PEP 704 - Require virtual environments by default for package installers

The discussion has been focused mainly on pip, but the PEP talks about “installers” in general. Does your view change if I ask you whether you would be happy implementing this functionality in python -m installer <path_to_wheel>? That’s not a troll, it’s a genuine question - we really do have multiple installers these days, and it’s a good sanity check on whether a proposal is saying “pip should do X” or “installers should do X”.

No, for the same reason that it won’t implement PEP 668’s suggested behaviours for “Python-specific package installer (that is, a tool such as pip - not an external tool such as apt)”.

The key difference is that it’s not meant to be a user-facing tool like pip, mousebender, etc are intended to be, and is primarily a shared implementation of unpacking wheels (the hope is that it’ll gain parity with pip and pip would switch to it) and the CLI is meant for “low level” use (i.e. setting up your Linux distro’s lowest layers before you have pip).

I share most of the concerns brought up above, particularly :

At the end of the day, if import foo.bar resolves to something, then foo is “installed” independent of how the import mechanism discovered it, how the those files (if any!) ended up on disk, or if there is any metadata files floating around. While pip and venv are obviously very privileged implementations of how to install packages and isolate things given their relation to core Python, they are by far not the only, and in many cases not the best solutions, to these problems. Please be careful that these privileged tools do not become overly indexed for the kinds of use cases that their maintainers happen to have.


Related, this proposal seems to take as given that in-tree virtual envs are the best (or at least sufficiently consensus best) option and should be suggested as the “standard”.

This pattern prevents having multiple envs with different versions of Python/dependencies/both for the same project because it picks a privileged name / location.
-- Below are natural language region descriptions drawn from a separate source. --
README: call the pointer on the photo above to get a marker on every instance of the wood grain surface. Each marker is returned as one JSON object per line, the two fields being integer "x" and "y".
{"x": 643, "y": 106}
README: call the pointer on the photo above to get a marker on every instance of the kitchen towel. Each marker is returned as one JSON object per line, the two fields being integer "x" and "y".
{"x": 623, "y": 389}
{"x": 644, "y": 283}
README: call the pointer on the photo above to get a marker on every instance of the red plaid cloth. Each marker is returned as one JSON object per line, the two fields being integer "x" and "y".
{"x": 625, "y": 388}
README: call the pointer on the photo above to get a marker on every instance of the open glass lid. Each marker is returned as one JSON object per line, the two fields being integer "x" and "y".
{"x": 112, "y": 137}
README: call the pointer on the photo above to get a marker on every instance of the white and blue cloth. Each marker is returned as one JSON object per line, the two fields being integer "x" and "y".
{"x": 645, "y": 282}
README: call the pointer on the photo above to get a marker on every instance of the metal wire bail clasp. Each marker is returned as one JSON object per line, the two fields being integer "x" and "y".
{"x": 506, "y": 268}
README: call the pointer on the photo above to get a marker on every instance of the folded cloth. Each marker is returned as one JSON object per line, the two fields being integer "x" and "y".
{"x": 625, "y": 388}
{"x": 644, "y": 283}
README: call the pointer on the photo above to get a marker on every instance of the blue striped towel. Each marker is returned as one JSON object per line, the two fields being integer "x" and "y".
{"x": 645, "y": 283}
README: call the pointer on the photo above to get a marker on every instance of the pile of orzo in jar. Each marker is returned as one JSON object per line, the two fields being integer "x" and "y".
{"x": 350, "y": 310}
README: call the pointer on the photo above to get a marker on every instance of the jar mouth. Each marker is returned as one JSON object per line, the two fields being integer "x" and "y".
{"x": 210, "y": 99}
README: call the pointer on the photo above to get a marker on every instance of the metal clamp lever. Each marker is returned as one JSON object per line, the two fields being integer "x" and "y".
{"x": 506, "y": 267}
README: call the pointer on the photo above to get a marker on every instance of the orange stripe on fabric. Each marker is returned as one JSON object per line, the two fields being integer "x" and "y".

Further, it makes it very awkward (particularly coupled with auto-activate / discovery based on cwd) to work on multiple projects that interact with each other (e.g. multiple libraries that depend on each other or a library and an application that uses it).

I do not think these are “fringe” or “advanced” use cases. In the sciences a very common pattern, and one that is being actively encouraged, is to put the reusable parts of the analysis into a library and have a separate “application” which uses it for the (embargoed) science analysis. In my now ~15 years of using Python, I am not sure I was ever in a situation where in-tree was a suitable, let alone ideal, solution.

That in-tree venvs is encouraged by some tools as also lead to pain in downstream projects when users have checked the whole venv in and required re-writing history (see Minor re-writing of history and moving from master to main for default branch - Development - Matplotlib) and any search for a function from Matplotlib on GitHub to estimate actual usage is completely spoiled by the many (many) people who have committed the whole venv to their hello-world project.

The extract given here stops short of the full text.